L'Événement en Détail
Le co-fondateur d'Oaktree Capital, Howard Marks, a proposé une évaluation critique du marché de l'intelligence artificielle, affirmant que l'environnement d'investissement actuel n'est pas une réédition directe de la bulle internet de 1999. Dans son analyse, Marks a souligné que le secteur de l'IA est soutenu par des produits tangibles et des flux de revenus significatifs, une distinction clé par rapport à la nature spéculative des entreprises de l'ère dot-com. Il a cité Nvidia comme un excellent exemple, notant que son ratio cours/bénéfice (P/E) prévisionnel d'environ 30x n'est "pas fou" pour un leader du marché à forte croissance. Cette valorisation, selon lui, est ancrée dans les performances réelles, alors que de nombreuses entreprises pendant le boom internet avaient des valorisations élevées sans chemin clair vers la rentabilité.
Implications du Marché
La structure du boom actuel de l'IA offre une base plus stable que la bulle dot-com. Le marché n'est pas principalement alimenté par des startups endettées, mais par certaines des plus grandes et des plus rentables entreprises du monde. Des géants technologiques comme Microsoft, Google et Amazon financent l'expansion avec leurs flux de trésorerie substantiels, créant un tampon contre un effondrement systémique. Le sentiment des investisseurs reflète cette maturité. Par exemple, Oracle a vu sa valeur boursière diminuer de près de 40% alors que l'attention des investisseurs se déplaçait de son important carnet de commandes vers les dépenses en capital et la dette significatives requises pour financer son infrastructure d'IA. Le marché a réévalué son action à un P/E prévisionnel de 27x, démontrant une approche disciplinée en matière de santé du bilan et de conversion des flux de trésorerie disponibles—un niveau de contrôle largement absent à la fin des années 1990.

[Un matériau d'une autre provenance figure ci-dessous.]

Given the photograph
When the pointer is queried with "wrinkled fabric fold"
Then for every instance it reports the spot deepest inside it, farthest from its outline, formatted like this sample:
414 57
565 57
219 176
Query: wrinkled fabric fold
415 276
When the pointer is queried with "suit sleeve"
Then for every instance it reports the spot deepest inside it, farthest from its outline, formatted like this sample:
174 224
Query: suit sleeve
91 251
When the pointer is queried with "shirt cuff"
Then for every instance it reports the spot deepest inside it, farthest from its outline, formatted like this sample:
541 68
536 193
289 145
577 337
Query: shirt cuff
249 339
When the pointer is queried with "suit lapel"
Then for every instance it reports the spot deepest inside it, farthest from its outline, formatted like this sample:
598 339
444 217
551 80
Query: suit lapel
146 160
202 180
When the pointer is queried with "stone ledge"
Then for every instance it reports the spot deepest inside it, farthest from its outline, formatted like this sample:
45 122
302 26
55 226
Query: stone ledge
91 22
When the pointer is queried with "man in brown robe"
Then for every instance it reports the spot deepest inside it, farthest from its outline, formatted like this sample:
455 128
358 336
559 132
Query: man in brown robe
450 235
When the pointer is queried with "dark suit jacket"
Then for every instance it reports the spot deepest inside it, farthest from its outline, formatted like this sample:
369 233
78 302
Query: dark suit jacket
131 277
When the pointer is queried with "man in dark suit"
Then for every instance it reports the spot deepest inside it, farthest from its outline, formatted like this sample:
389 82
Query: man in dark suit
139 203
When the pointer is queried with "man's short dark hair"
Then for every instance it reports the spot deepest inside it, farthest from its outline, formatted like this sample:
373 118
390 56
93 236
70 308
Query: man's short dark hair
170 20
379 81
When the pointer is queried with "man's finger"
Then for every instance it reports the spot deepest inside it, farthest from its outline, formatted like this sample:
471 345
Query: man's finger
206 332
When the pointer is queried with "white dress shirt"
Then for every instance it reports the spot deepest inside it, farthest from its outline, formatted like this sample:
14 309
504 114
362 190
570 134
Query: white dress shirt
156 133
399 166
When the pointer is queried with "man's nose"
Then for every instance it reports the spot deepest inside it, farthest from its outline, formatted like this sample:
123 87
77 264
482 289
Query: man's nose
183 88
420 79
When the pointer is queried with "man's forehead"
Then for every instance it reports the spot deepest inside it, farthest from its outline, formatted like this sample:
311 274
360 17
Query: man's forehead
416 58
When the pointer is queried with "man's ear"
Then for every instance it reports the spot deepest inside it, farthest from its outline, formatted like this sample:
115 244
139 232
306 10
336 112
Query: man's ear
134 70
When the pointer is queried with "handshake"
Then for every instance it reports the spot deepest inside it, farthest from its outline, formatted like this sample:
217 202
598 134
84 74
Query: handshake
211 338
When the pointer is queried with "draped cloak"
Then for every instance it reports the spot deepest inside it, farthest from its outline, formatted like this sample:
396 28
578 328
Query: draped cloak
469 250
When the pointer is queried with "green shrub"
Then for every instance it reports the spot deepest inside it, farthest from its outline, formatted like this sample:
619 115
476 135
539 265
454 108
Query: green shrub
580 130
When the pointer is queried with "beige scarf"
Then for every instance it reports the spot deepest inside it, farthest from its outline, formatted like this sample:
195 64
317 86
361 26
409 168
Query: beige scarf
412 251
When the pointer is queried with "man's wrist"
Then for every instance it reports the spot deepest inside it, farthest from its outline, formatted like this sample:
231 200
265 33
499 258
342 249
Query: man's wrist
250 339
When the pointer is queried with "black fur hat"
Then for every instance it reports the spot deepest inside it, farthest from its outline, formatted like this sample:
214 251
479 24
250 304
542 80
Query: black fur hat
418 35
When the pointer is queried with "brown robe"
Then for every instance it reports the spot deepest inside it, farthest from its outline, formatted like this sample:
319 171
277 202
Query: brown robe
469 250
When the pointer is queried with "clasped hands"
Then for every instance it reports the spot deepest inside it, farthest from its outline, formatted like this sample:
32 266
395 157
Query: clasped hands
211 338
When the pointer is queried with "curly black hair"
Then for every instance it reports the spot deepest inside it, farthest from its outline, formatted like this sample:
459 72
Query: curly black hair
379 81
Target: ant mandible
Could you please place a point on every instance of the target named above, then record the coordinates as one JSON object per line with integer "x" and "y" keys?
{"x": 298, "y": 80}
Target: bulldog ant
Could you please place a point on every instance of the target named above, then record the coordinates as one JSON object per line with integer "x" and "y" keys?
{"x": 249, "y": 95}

D'autres experts du marché font écho à la perspective nuancée de Marks. Ellen Hazen, stratège en chef du marché chez F.L.Putnam, a déclaré que si une bulle est "presque certainement" en train de se former, elle ne sera pas comparable aux bulles technologiques historiques car les valorisations actuelles sont largement soutenues par une forte croissance des bénéfices, et non seulement par la dette. Hazen a suggéré aux investisseurs d'envisager Taiwan Semiconductor Manufacturing (TSMC) comme un moyen plus défensif d'investir dans l'écosystème de l'IA. Son raisonnement est que TSMC fabrique des puces pour un large éventail de concepteurs, y compris Nvidia, Apple et AMD, l'isolant ainsi de la concurrence entre les concepteurs de puces individuels comme Nvidia et les TPU de Google.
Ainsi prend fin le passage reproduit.